Under Süleyman, popularly known as “the Magnificent” or “the Lawmaker,” the Ottoman empire reached the apogee of its military and political power. Süleyman’s armies conquered Hungary, over which the Ottomans maintained control for over 150 years, and they advanced as far west as Vienna, threatening the Habsburgs. To the east, the Ottoman forces wrested control of Iraq from the Safavids of Iran. In the Mediterranean, their navy captured all the principal North African ports, and for a time the Ottoman fleet completely dominated the sea. By the end of Süleyman’s reign, Ottoman hegemony extended over a great portion of Europe, Asia, and Africa.
Geographic expansion, trade, economic growth, and tremendous cultural and artistic activity helped define the reign of Süleyman as a “Golden Age.” Developments occurred in every field of the arts; however, those in calligraphy, manuscript painting, textiles, and ceramics were particularly significant. Artists renowned by name include calligrapher Ahmad Karahisari as well as painters Shah Quli and Kara Memi.

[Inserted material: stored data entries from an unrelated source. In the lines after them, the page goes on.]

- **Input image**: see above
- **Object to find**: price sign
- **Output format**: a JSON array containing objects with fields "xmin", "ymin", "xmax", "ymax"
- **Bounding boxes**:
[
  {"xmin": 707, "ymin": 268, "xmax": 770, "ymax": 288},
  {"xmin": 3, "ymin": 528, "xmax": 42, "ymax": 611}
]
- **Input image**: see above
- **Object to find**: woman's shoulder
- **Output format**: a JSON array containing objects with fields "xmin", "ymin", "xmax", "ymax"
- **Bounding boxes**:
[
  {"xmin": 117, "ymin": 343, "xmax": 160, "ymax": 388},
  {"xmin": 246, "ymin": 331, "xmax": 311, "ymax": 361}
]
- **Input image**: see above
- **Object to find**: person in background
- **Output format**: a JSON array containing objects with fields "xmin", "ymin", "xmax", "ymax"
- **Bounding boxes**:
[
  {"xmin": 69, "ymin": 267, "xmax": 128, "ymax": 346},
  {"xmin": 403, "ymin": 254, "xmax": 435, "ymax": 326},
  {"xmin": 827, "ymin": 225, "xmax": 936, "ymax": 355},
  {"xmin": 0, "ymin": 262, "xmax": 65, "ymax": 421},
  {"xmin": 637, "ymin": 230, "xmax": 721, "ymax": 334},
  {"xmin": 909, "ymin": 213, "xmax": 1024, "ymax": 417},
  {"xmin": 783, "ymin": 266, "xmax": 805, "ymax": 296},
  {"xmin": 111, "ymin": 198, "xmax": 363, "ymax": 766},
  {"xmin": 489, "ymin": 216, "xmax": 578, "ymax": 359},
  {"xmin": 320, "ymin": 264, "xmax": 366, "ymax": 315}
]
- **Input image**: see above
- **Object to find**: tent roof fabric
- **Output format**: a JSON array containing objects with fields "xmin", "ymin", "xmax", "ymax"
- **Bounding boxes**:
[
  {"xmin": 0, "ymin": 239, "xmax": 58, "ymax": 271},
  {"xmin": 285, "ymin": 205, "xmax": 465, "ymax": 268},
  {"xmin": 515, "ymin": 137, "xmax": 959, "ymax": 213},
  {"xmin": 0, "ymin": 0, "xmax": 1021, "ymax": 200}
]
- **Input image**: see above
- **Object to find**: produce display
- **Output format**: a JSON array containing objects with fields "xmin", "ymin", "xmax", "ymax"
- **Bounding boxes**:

In architecture, the most outstanding achievements of this period were the public buildings designed by Sinan (ca. 1500–1588), chief of the Corps of Royal Architects. While Sinan is often remembered for his two major commissions, the mosque complexes of Süleymaniye in Istanbul (1550–57) and of the later Selimiye in Edirne (1568–74), he designed hundreds of buildings across the Ottoman empire and contributed to the dissemination of Ottoman culture. Apart from mosques and other pious foundations—including schools, hospices, and soup kitchens, supported by shops, markets, baths, and caravanserais—Süleyman also commissioned repairs and additions to major historical monuments. The tile revetment of the Dome of the Rock in Jerusalem, as well as several additions to sites in Mecca and Medina, the two Holy Cities of Islam, date from this period.